What power supply do I need for an RTX 5060 Ti or RTX 5070?
A quality 550W unit comfortably runs the RTX 5060 Ti’s 180W draw, so it often drops into an existing build with no upgrade. The RTX 5070 pulls 250W with transient spikes near 350W, so plan on a 650-750W supply once a CPU and the rest of the system are accounted for. Factor any PSU upgrade into the 5070’s true cost.
Which card holds its value and futureproofs better?

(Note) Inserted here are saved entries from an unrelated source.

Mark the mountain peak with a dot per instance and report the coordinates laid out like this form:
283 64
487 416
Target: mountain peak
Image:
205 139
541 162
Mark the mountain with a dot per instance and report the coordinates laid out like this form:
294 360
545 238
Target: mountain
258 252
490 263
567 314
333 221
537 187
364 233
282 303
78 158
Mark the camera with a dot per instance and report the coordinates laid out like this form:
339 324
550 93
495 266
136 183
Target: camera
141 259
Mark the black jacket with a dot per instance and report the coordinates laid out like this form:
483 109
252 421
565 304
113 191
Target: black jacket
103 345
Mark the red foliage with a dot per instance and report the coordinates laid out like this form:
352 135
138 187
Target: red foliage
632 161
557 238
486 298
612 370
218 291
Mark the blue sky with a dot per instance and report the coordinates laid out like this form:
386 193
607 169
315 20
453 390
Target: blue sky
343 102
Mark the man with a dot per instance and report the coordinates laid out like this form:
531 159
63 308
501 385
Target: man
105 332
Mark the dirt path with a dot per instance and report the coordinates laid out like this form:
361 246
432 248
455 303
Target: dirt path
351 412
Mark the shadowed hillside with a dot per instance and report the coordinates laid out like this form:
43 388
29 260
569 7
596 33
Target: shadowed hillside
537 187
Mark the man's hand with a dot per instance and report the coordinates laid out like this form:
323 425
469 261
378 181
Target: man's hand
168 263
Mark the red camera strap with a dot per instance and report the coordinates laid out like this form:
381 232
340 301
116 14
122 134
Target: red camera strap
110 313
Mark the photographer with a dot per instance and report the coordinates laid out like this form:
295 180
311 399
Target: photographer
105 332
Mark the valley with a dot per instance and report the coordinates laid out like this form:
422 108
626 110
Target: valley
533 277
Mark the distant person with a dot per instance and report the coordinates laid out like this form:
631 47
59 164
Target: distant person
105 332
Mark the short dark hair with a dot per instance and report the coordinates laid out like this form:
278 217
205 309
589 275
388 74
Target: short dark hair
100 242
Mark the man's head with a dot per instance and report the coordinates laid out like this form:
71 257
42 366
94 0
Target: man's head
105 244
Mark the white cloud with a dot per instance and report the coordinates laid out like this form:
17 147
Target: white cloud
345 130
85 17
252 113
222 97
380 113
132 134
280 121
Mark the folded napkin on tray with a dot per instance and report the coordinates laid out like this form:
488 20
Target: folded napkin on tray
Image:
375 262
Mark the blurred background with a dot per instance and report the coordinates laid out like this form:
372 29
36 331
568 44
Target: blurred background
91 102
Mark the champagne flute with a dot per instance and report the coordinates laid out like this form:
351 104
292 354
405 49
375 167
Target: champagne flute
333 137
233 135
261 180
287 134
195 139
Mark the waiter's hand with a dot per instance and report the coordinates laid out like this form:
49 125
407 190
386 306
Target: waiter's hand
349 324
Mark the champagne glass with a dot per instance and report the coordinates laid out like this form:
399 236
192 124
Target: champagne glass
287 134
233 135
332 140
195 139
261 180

It is a genuine trade-off. The 5070 is faster and resells well on raw performance, but its 12GB ceiling will feel tight as local models grow. The 5060 Ti’s 16GB lets you keep running the larger models that arrive over the next two years without hitting a VRAM wall, which is the failure mode that usually forces an early upgrade. For longevity in AI specifically, capacity tends to outlast speed.
Conclusão
This is one of the few GPU matchups where the cheaper card might be the better AI buy. If you’re chasing the largest local LLM you can run, the RTX 5060 Ti 16GB’s memory wins. If you want a faster all-round AI card and your models fit in 12GB, the RTX 5070 is the pick. Decide which wall you’ll hit first — speed or memory — and buy for that.